Подумалось, что с полными сейчас будет легче идти — ячмень тут сжали, и потому не нужно, как гири, поднимать вверх — чтобы не нападало в воду остей — на вытянутых руках тяжелые ведра.
Здесь, в этом пересохшем ручье, когда началось наше наступление, отец и мать решили пересидеть бой. Андрей рассказывал об этом:
— Как только наши выбили немцев из Житькова, ну, все сразу же в отступление, в тыл поехали. А наши умники — куда мы поедем, ночь какую-нибудь пересидим в кустах, а потом немцев дальше попрут. Верно я говорю? Вот сидим мы в этом ручье — так сказать, в нейтральной полосе. Через нас лупят наши изо всех пушек, и немцы им отвечают.

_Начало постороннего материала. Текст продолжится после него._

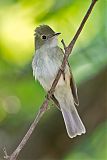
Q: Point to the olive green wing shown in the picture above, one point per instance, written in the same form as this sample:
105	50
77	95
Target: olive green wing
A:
73	88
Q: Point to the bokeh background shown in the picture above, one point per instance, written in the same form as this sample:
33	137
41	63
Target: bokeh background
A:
21	96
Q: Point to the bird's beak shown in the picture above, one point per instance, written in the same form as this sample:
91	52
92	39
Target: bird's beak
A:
56	34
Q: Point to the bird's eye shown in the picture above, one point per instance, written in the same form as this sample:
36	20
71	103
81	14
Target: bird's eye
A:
44	37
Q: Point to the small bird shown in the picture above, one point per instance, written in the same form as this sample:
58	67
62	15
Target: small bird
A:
46	62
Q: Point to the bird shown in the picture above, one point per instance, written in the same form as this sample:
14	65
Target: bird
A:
46	62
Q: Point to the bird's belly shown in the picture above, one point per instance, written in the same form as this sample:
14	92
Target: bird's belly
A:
46	71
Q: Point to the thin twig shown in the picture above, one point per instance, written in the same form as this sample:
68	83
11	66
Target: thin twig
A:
44	106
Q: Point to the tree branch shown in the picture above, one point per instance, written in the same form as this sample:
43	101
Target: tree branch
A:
44	106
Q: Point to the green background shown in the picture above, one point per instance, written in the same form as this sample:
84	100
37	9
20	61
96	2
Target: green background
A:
21	96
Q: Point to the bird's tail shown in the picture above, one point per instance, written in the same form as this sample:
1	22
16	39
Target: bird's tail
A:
71	117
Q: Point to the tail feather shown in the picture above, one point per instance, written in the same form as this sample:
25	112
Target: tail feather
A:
72	120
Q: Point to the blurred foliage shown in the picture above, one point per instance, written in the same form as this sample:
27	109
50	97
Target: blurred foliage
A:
20	95
95	146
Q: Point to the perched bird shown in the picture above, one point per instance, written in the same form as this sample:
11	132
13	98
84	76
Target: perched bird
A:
46	62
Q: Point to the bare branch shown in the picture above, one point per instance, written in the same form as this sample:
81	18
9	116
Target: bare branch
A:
44	106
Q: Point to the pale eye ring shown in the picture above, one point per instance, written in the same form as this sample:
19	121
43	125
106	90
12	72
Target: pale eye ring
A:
44	37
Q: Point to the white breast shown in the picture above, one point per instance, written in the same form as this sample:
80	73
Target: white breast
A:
45	67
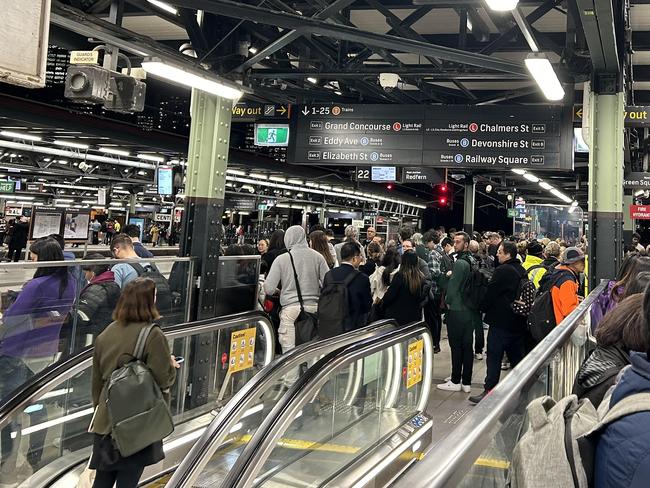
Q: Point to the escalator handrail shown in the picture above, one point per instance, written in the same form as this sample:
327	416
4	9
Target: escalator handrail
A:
58	372
278	420
451	459
220	427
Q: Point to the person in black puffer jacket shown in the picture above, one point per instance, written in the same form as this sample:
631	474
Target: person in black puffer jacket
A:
96	301
621	331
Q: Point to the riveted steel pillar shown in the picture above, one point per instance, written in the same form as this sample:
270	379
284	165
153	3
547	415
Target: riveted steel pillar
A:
606	114
468	208
202	231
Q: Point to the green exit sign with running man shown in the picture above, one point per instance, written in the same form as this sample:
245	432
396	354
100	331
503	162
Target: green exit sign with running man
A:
271	135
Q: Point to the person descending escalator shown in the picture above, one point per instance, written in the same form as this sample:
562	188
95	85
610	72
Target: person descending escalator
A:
134	321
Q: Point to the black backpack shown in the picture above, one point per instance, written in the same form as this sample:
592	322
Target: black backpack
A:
333	307
541	319
163	291
476	285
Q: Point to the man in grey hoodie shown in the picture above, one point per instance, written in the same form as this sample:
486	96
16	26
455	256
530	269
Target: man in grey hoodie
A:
311	269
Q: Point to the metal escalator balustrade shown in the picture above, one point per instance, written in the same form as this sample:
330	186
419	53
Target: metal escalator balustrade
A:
44	426
479	451
319	434
248	407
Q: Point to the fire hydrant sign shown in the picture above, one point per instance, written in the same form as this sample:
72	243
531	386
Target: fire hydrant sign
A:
640	212
414	368
242	350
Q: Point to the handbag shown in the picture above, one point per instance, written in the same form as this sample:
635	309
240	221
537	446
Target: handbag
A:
306	324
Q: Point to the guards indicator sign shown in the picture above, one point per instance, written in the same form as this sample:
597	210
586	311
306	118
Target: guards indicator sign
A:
272	135
539	137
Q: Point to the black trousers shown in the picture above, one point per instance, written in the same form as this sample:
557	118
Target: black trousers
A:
500	341
433	320
460	330
124	478
479	337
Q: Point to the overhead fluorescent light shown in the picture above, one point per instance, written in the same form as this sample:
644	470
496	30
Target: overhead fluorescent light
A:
502	5
542	71
151	157
545	185
117	152
74	145
531	177
18	135
201	80
164	6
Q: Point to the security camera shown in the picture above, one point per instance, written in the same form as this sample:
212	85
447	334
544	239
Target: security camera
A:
388	81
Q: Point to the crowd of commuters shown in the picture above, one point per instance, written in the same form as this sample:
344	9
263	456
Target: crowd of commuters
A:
426	277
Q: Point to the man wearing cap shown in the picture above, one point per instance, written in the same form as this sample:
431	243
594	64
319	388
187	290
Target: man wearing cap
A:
565	282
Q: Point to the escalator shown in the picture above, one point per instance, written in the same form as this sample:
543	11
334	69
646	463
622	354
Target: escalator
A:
354	418
47	420
43	426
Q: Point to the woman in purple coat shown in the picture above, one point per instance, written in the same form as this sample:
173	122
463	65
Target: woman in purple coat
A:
29	341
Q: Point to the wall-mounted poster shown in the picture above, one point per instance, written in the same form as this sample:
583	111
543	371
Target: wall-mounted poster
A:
46	221
76	225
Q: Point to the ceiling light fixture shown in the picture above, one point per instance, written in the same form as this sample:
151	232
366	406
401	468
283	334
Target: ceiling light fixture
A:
164	6
74	145
201	80
18	135
117	152
151	157
542	71
502	5
545	185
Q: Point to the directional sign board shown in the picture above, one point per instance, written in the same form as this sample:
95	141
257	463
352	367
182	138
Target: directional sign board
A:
477	137
635	115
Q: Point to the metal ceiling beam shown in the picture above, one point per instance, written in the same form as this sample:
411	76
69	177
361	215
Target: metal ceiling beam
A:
598	24
291	36
423	72
319	27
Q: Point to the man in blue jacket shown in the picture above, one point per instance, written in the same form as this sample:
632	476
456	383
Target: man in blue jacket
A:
623	451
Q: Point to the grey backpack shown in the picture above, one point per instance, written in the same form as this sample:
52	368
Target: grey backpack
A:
138	413
559	446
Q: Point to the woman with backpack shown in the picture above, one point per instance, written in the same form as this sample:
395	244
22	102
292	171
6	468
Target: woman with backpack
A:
405	296
135	311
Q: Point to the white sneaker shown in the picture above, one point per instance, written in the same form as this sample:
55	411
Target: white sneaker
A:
449	386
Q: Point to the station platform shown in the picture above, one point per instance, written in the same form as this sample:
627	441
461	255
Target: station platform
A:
349	411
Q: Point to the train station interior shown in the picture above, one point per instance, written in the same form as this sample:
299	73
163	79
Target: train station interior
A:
212	132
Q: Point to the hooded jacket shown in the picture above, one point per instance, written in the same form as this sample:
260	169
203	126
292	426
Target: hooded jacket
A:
311	269
97	302
598	372
623	454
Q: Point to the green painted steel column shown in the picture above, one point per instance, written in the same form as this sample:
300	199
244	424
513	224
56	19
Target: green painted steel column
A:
606	112
202	230
468	207
205	192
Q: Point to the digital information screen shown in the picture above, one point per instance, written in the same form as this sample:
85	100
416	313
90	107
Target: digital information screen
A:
383	173
165	179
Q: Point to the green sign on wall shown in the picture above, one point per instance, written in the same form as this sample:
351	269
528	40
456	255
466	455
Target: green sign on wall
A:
7	186
271	134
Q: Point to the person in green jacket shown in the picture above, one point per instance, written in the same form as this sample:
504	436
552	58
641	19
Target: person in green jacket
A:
460	318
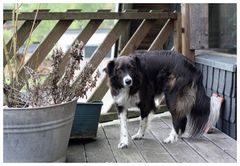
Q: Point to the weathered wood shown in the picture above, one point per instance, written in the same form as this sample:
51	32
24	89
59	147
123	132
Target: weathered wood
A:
106	45
131	45
84	36
216	147
226	143
130	154
22	34
185	35
177	34
162	36
180	151
229	83
215	79
45	47
198	21
73	15
221	83
99	151
149	146
210	154
75	152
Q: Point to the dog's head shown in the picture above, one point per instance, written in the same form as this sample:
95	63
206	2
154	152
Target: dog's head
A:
124	71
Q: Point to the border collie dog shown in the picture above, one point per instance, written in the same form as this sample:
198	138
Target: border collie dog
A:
137	79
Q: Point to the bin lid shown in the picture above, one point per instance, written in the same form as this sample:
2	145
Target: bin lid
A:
217	59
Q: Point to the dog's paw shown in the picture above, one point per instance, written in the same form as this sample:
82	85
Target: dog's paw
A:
122	145
170	139
137	136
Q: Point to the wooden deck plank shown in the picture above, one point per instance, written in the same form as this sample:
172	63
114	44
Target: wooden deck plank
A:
223	141
216	147
179	150
99	151
75	152
207	148
130	154
149	147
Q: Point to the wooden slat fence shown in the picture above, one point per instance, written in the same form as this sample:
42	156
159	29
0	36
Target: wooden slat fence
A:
172	26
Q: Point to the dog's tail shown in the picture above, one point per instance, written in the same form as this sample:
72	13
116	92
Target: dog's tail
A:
205	112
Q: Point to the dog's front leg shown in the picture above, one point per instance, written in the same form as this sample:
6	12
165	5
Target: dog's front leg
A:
123	128
141	131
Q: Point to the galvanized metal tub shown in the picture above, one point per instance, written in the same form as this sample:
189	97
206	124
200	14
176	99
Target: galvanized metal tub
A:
37	134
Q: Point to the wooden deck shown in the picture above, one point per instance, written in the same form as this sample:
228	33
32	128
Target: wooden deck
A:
215	147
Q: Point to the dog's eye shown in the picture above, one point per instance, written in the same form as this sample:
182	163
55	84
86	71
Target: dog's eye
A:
119	70
130	66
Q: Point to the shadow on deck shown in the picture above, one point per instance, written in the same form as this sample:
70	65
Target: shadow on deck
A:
215	147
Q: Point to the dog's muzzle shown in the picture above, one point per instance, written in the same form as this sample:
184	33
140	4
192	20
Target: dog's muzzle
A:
127	81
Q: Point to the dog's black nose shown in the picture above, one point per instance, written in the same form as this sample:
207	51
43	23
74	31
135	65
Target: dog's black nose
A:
128	81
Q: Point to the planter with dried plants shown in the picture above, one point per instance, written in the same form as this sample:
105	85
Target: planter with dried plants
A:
38	120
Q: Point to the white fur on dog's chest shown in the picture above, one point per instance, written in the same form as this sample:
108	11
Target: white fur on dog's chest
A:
124	99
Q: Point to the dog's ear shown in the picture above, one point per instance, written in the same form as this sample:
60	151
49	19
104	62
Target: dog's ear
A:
110	67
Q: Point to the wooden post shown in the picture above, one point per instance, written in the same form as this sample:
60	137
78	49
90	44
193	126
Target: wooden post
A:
177	34
185	35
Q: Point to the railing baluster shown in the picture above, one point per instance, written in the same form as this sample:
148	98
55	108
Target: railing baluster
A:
22	35
106	45
45	47
162	36
131	45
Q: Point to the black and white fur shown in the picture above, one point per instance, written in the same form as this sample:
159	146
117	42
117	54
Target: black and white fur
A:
137	79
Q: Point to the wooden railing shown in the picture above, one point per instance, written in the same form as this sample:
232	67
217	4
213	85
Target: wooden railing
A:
172	25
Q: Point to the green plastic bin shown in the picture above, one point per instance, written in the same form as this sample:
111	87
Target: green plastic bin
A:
86	120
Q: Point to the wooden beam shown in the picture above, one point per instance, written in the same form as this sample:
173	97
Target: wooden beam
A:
177	34
75	15
131	45
198	26
84	36
185	35
106	45
22	35
45	47
162	36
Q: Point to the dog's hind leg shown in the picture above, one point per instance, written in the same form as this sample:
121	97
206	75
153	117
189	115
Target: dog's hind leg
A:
123	143
141	131
145	111
178	128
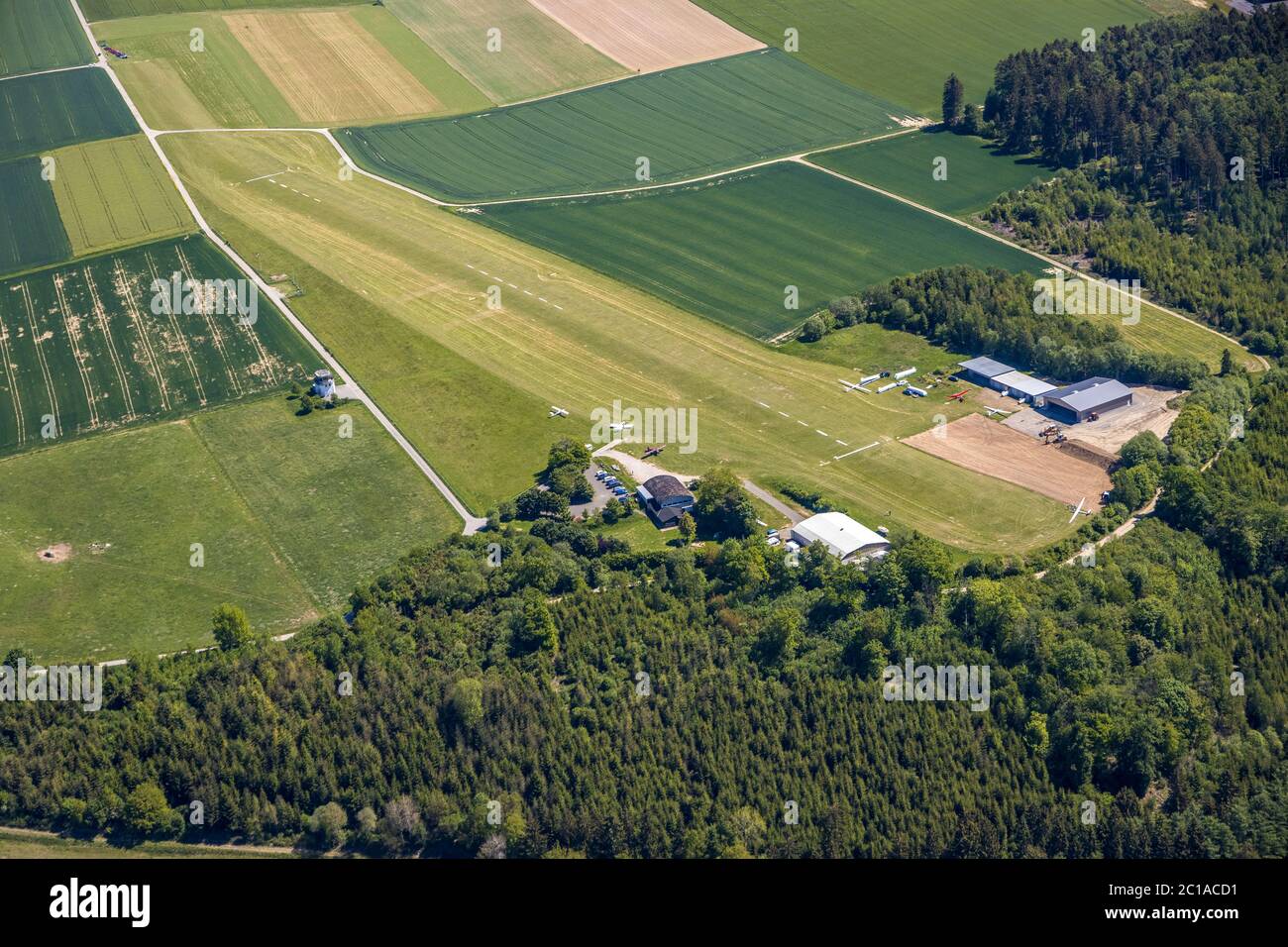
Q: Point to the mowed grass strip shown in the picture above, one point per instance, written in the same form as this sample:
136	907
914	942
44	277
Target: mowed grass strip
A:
91	346
329	68
175	86
905	51
116	193
31	232
40	35
669	125
111	9
288	518
975	172
403	303
56	108
734	250
535	55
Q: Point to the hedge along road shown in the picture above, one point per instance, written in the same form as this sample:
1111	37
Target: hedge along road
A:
353	389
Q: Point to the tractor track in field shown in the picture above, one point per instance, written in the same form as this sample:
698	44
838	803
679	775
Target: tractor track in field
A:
472	523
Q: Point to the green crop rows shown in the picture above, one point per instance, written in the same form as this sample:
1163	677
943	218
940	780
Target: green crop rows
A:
56	108
730	250
89	346
686	123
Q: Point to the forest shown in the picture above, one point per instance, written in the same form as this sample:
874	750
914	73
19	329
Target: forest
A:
580	699
1175	141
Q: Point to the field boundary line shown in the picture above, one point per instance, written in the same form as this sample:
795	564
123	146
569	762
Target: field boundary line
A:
541	198
804	159
472	522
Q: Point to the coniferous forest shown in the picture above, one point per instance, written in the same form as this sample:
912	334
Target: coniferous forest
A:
581	698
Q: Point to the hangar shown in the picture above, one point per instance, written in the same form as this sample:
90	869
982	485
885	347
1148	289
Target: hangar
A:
1094	395
846	539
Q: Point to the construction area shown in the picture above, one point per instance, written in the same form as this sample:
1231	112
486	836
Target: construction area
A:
1109	432
1070	475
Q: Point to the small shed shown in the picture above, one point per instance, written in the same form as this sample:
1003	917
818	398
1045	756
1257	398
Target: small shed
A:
323	384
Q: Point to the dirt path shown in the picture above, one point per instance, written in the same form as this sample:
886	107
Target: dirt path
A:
1048	261
472	522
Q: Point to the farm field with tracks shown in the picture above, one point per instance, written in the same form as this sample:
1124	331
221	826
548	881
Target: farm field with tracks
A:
116	193
651	37
39	35
31	232
281	506
536	55
89	346
883	48
978	172
687	123
728	249
403	305
111	9
56	108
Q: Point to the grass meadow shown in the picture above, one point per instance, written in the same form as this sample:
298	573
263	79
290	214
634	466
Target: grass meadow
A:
40	35
472	385
288	517
885	48
686	123
729	249
89	347
56	108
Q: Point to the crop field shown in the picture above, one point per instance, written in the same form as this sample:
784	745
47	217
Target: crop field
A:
884	48
282	68
287	515
115	193
729	249
684	123
977	171
56	108
536	55
91	346
40	35
111	9
31	232
403	305
651	37
327	67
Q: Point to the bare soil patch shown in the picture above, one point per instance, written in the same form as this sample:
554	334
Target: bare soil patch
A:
60	552
1147	411
996	450
645	38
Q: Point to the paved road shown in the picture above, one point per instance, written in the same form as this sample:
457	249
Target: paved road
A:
1012	244
472	522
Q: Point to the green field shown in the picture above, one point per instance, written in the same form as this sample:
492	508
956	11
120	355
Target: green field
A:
116	193
687	121
175	88
903	52
16	843
403	305
31	232
111	9
56	108
288	514
537	55
977	171
728	249
871	348
40	35
90	346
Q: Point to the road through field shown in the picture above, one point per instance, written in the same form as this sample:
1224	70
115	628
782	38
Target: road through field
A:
1050	261
472	522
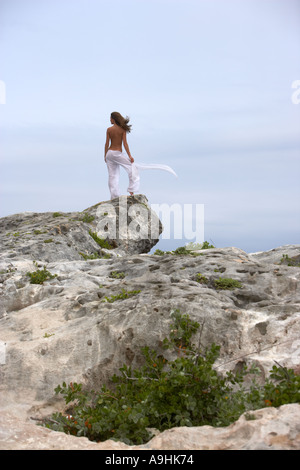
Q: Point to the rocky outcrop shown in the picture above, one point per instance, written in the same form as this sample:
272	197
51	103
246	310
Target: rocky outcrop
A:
77	325
268	429
128	226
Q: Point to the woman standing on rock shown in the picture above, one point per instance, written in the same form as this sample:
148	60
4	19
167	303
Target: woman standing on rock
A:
115	157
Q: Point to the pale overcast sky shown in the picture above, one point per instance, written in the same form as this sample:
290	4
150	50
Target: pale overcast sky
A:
207	85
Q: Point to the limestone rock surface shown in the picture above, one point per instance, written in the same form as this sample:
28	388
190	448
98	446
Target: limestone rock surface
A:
66	329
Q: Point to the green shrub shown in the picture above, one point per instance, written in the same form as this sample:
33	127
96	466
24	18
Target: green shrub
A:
117	275
201	279
162	393
227	283
290	261
40	276
87	218
100	241
123	295
94	256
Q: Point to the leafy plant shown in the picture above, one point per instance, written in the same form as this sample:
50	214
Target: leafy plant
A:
40	276
117	275
100	241
87	218
201	278
227	283
163	393
123	295
199	246
289	261
94	256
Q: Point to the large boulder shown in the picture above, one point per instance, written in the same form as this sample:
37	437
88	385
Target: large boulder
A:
72	328
126	224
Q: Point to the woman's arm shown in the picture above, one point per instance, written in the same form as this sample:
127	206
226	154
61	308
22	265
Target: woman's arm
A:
127	147
106	144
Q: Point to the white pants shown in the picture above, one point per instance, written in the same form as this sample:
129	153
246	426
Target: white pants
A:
115	159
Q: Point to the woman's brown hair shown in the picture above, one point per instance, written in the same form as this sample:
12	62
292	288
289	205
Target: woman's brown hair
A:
121	121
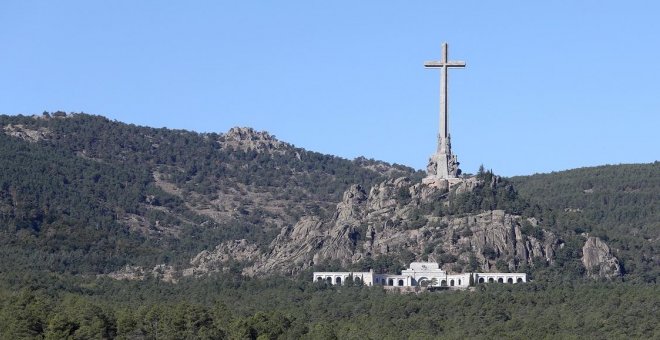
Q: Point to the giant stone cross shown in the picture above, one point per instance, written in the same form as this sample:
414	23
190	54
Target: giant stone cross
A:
443	164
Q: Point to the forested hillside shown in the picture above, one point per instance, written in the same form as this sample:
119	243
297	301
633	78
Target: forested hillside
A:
618	203
81	196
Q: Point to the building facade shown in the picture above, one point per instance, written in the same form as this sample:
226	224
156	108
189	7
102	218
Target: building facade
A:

Страшно сидеть, ничего не слышно, ничего не видать — только огонь сверху летит. А отец хотел еще ближе, в Цыганке, прятаться. Там перемесило все на свете. Сидим мы внизу, в кустах, дрожим. Вдруг мама повернулась, только «Айё!» успела сказать и осела от страху. Мы подняли головы: а высоко над нами по бережку немцы — человек десять — бегут. Остановились они, автоматы на нас навели, погергетали что-то и дальше побежали. А что им стоило, скажи, по нас полоснуть? Верно я говорю? Поздно ночью наши разведчики приходят к нам: «Ну как вы тут, смеются, на передовых позициях?..» А мы же в ручье с коровой. Коня у нас не было, так мы на Цытнячихином привезли кое-что сюда. Ну, мама корову подоила, молока солдатам налила, а они нам весь свой шоколад отдали. И пошли дальше. А мы посидели-посидели в этом пекле да ночью решили выбираться.